Она схватила меня за руку. Морис — за другую. Мы ошеломленно смотрим, как Натали подвязывает платком еще не застывшую челюсть, затягивая узел на затылке: можно подумать, будто у мамы болят зубы и она послушно позволяет наложить себе компресс. И ледяная статуя, в которую я превратилась, спрашивает себя растерянно: чье сердце сдало — ее или наше? Нас было двое, нас было двое, и мы дали ей уйти одной.

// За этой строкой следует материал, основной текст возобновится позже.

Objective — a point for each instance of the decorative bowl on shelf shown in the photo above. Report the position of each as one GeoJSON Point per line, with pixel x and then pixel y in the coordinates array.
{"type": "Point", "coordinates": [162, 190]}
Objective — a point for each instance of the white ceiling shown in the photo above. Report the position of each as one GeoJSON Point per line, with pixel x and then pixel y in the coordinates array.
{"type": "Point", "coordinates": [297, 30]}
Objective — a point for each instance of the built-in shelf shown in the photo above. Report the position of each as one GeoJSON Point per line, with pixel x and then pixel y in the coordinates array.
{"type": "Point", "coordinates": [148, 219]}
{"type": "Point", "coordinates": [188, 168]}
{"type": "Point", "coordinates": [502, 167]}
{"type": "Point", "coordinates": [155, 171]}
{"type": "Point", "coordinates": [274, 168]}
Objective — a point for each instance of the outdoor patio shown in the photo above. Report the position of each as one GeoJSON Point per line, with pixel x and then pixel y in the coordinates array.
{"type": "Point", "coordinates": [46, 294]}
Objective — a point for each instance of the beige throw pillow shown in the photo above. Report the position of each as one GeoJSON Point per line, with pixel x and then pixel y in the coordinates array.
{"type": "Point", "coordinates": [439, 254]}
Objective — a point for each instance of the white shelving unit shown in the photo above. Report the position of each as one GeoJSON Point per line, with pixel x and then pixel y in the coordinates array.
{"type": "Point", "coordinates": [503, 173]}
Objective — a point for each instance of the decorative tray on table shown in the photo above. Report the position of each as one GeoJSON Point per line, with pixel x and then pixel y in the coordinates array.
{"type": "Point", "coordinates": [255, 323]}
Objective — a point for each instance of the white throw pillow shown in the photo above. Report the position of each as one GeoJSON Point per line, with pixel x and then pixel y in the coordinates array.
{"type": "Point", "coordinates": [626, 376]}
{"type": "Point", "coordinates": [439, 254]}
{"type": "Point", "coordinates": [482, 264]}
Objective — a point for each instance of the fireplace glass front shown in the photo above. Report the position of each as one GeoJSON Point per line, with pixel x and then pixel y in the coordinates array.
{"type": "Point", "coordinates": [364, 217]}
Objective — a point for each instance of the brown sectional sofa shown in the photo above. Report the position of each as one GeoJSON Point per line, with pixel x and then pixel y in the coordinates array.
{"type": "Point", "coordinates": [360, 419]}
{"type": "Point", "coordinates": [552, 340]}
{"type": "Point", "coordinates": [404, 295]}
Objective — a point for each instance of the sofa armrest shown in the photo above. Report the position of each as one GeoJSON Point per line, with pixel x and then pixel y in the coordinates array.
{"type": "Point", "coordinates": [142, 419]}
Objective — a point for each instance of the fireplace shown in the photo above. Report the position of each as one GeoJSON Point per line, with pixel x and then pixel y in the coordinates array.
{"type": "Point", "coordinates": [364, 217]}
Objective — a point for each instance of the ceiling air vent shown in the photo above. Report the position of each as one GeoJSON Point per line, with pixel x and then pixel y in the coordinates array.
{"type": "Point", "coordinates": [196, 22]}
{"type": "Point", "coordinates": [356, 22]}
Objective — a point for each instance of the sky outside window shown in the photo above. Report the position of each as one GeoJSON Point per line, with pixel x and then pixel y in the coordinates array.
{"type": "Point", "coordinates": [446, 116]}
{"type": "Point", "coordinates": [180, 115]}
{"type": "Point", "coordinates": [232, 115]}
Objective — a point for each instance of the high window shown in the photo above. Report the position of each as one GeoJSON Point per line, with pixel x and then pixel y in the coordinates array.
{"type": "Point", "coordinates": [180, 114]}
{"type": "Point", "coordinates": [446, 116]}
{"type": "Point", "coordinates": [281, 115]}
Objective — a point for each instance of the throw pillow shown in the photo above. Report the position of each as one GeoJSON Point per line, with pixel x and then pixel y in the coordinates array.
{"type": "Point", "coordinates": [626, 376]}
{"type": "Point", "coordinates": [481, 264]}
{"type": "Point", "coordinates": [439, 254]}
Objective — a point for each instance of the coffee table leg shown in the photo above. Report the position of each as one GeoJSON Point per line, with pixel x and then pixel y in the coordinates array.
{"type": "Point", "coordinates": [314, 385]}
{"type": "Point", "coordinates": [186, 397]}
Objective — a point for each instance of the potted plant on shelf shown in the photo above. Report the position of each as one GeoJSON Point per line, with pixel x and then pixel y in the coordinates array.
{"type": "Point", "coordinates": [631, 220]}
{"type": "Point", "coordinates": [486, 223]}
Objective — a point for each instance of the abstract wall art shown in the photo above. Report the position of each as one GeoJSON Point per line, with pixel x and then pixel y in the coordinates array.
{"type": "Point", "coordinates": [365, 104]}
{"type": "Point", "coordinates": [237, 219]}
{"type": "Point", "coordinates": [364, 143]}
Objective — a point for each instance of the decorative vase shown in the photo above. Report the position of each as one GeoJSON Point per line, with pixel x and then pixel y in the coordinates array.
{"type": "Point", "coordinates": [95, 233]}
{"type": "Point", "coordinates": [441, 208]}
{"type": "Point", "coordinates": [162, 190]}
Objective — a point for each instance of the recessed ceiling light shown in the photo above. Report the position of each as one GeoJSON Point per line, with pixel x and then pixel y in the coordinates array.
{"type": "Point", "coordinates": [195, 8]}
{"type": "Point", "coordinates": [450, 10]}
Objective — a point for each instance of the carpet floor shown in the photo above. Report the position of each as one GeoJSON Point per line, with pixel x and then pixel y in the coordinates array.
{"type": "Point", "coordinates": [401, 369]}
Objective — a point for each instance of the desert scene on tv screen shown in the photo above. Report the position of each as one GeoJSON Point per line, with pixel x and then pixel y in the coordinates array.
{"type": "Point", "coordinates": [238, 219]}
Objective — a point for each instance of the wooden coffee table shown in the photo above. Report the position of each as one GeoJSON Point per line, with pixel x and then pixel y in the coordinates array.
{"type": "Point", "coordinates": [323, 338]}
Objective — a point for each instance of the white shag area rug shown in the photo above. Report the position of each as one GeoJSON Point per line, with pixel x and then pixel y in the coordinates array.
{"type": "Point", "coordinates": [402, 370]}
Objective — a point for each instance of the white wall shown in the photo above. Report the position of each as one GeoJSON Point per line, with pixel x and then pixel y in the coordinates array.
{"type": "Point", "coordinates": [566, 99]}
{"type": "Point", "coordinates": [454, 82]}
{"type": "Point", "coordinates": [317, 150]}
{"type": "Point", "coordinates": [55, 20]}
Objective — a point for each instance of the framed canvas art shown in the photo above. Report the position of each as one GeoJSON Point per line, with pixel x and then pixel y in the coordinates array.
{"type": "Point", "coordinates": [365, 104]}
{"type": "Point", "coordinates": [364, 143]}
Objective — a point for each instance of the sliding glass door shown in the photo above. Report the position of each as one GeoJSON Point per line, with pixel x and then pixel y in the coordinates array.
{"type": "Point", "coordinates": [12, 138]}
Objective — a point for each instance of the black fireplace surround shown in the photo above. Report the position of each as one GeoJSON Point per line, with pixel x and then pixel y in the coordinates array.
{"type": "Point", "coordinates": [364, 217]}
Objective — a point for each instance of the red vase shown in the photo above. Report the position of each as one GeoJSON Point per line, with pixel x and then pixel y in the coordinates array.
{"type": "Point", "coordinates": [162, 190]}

Мы плохо представляем себе, что уносит с собой смерть, пока она не пришла и даже когда она уже пришла: труп — еще что-то весьма осязаемое, плоть еще покрывает будущие кости, кажется, будто он действительно спит тем самым последним сном, который для нас — последняя иллюзия.
Кончину своей матери я осознала полностью только тогда, когда ее клали в гроб. До тех пор я была лишь автоматом. Я завесила зеркала, убрала лекарства, сверкающие предметы, календарь, привела комнату в порядок, принесла скамеечки для молитвы и стулья, несколько раз становилась на бдение, принимала посетителей (очень малочисленных), выслушивала их соболезнования, притворялась, будто сплю, ем, участвую во всех тех вещах, которые изводят скорбящего, но в то же время занимают его время: заявление о смерти, срочное облачение в траур, письма-уведомления, устройство похорон, беготня за недостающим крепом, требуемой бумажкой… Я ясно слышала, как шепчутся соседки, мадам и мадемуазель Гомбелу, глядя на меня более увлажненными глазами, чем мои собственные; я видела, как наклоняют в заказном сочувствии голову торговцы, я торговалась о ценах, поскольку надо рядиться о своем трауре. На самом деле я едва соображала, что делаю, словно усыпленная горем, которое в слишком больших дозах становится морфием для самого себя.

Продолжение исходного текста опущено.